Objective: To determine whether the prothrombin A20210 allele is independently associated with the occurrence of venous thrombosis.
Design: Case-control study.
Setting: Two thrombosis centers in southern Italy.
Patients: 281 consecutive patients with venous thrombosis confirmed by objective tests and 850 controls.
Measurements: Medical history was collected on standardized questionnaires. The presence of prothrombin G→A20210 and factor V Leiden mutations was determined by polymerase chain reaction. The presence of anticoagulant factors and prothrombin activity was determined by tests of function.

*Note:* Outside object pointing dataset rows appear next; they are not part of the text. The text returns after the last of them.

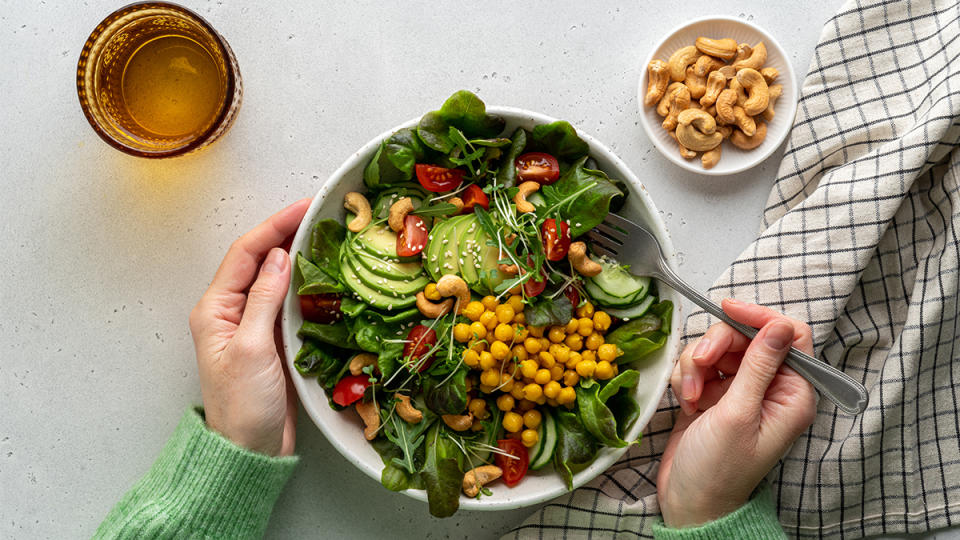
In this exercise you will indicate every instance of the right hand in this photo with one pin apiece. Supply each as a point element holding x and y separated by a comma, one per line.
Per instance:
<point>734,428</point>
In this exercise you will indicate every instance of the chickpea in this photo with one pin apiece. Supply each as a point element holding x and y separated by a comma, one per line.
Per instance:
<point>473,310</point>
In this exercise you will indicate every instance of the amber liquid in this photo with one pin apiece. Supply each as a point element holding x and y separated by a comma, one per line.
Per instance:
<point>171,87</point>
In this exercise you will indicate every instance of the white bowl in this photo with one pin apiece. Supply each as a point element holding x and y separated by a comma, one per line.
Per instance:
<point>733,159</point>
<point>344,429</point>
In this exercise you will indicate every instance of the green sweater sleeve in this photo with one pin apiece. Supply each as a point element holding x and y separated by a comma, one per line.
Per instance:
<point>756,520</point>
<point>201,486</point>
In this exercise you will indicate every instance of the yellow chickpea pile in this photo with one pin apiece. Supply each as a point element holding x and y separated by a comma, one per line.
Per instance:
<point>531,365</point>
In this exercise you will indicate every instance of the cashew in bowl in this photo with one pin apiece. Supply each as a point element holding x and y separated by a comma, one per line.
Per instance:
<point>584,265</point>
<point>659,76</point>
<point>697,130</point>
<point>758,95</point>
<point>742,141</point>
<point>360,206</point>
<point>398,212</point>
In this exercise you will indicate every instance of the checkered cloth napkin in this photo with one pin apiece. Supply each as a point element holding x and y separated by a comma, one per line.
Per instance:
<point>860,240</point>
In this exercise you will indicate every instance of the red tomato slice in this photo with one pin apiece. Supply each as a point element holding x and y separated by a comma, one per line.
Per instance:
<point>513,469</point>
<point>419,341</point>
<point>555,242</point>
<point>539,167</point>
<point>349,389</point>
<point>474,196</point>
<point>437,179</point>
<point>321,308</point>
<point>413,236</point>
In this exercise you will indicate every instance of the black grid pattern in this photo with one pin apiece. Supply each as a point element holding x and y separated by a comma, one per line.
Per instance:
<point>859,239</point>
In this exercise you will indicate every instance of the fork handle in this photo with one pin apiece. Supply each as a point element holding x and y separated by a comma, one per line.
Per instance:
<point>848,394</point>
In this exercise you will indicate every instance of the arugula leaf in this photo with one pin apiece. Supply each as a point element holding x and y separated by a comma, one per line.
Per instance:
<point>449,397</point>
<point>325,241</point>
<point>507,174</point>
<point>640,337</point>
<point>574,445</point>
<point>464,111</point>
<point>442,472</point>
<point>582,196</point>
<point>314,280</point>
<point>561,140</point>
<point>545,312</point>
<point>336,334</point>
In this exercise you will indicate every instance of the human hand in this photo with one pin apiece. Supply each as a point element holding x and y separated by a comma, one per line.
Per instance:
<point>247,396</point>
<point>732,430</point>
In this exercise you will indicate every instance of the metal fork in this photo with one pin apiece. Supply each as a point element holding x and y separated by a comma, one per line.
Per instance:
<point>630,243</point>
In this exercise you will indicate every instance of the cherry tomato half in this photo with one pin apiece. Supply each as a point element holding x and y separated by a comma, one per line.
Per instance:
<point>437,179</point>
<point>413,236</point>
<point>419,341</point>
<point>321,308</point>
<point>349,389</point>
<point>539,167</point>
<point>556,242</point>
<point>513,469</point>
<point>474,196</point>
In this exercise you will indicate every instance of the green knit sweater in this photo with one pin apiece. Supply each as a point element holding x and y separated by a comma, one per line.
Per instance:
<point>204,486</point>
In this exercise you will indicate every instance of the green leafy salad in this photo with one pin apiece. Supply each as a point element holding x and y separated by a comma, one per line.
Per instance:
<point>455,311</point>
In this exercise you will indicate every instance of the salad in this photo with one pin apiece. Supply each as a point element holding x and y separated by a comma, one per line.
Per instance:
<point>455,312</point>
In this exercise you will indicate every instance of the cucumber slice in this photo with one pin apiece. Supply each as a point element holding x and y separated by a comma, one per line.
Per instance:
<point>542,452</point>
<point>632,312</point>
<point>616,282</point>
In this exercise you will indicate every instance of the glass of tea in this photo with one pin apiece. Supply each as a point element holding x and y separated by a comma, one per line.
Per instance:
<point>156,80</point>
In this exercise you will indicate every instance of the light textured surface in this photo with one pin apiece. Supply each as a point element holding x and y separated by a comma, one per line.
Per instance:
<point>105,254</point>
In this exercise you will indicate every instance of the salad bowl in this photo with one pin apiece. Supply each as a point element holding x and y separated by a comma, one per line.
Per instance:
<point>344,429</point>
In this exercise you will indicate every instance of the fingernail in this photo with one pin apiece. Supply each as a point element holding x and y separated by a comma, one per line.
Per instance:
<point>702,348</point>
<point>779,335</point>
<point>687,387</point>
<point>275,261</point>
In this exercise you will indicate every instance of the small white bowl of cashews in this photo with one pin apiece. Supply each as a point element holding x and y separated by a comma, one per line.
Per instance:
<point>718,95</point>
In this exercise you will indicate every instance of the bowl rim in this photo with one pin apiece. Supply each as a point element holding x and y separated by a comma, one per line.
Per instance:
<point>694,165</point>
<point>603,461</point>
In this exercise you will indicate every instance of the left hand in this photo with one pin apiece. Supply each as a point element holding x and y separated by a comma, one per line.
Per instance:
<point>247,395</point>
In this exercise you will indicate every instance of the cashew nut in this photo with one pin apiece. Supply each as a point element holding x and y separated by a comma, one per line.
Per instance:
<point>663,108</point>
<point>360,206</point>
<point>743,121</point>
<point>406,410</point>
<point>758,95</point>
<point>696,85</point>
<point>754,59</point>
<point>741,140</point>
<point>508,269</point>
<point>685,152</point>
<point>716,82</point>
<point>433,310</point>
<point>520,199</point>
<point>697,130</point>
<point>776,91</point>
<point>460,422</point>
<point>360,361</point>
<point>680,60</point>
<point>710,158</point>
<point>370,415</point>
<point>454,285</point>
<point>584,265</point>
<point>721,48</point>
<point>398,211</point>
<point>725,103</point>
<point>478,477</point>
<point>680,101</point>
<point>658,76</point>
<point>770,74</point>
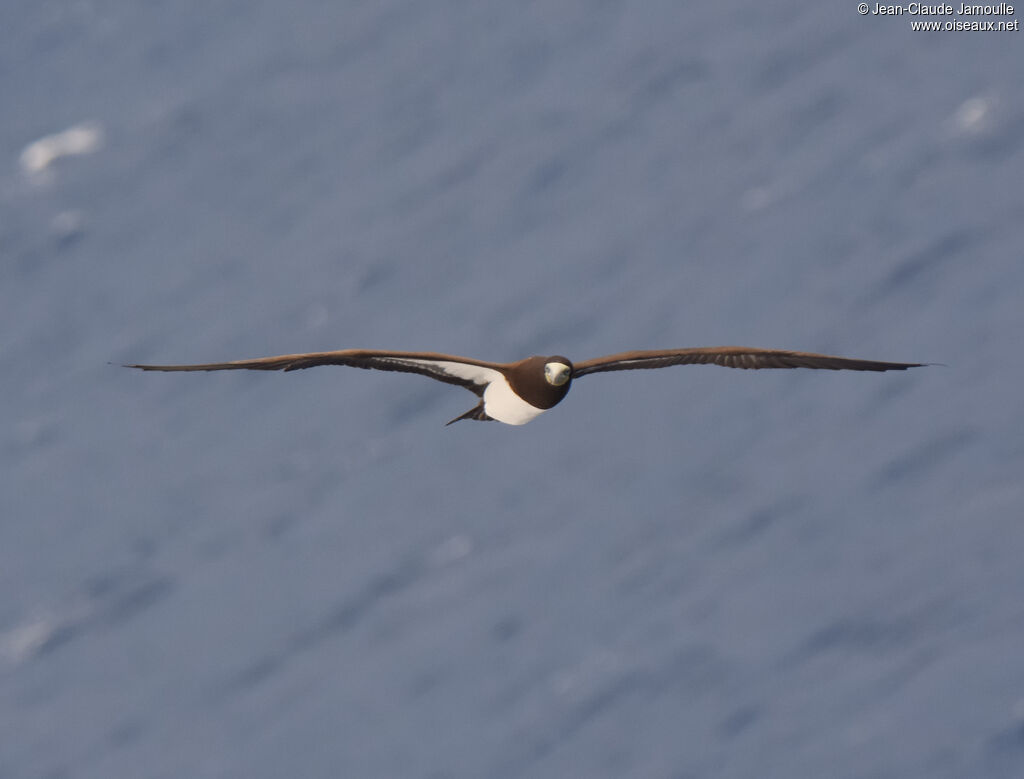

Results: In 150 controls, increased prothrombin activity (P < 0.001) was associated with the prothrombin A20210 allele. This allele was more frequent in patients than in controls (8.01% compared with 2.29%; P < 0.001) and was associated with an increased risk for thrombosis (odds ratio, 3.88 [95% CI, 2.23 to 6.74]). The increased prevalence of this allele was independent of the presence of the factor V Leiden mutation. After adjustment for sex, age, arterial thrombosis, and factor V Leiden mutation, the risk was still significantly elevated (odds ratio, 3.13 [CI, 1.89 to 5.21]). Moreover, the overall prevalence of inherited coagulation abnormalities was significantly higher in patients with thrombosis of the lower extremities than in patients with thrombosis of the upper extremities (odds ratio, 3.77 [CI, 1.10 to 12.93]). Fourteen patients carried both the prothrombin G→A20210 and factor V Leiden mutations.
Conclusions: The prothrombin A20210 allele is independently associated with the occurrence of venous thrombosis, particularly in patients with a history of thrombosis of the lower extremities.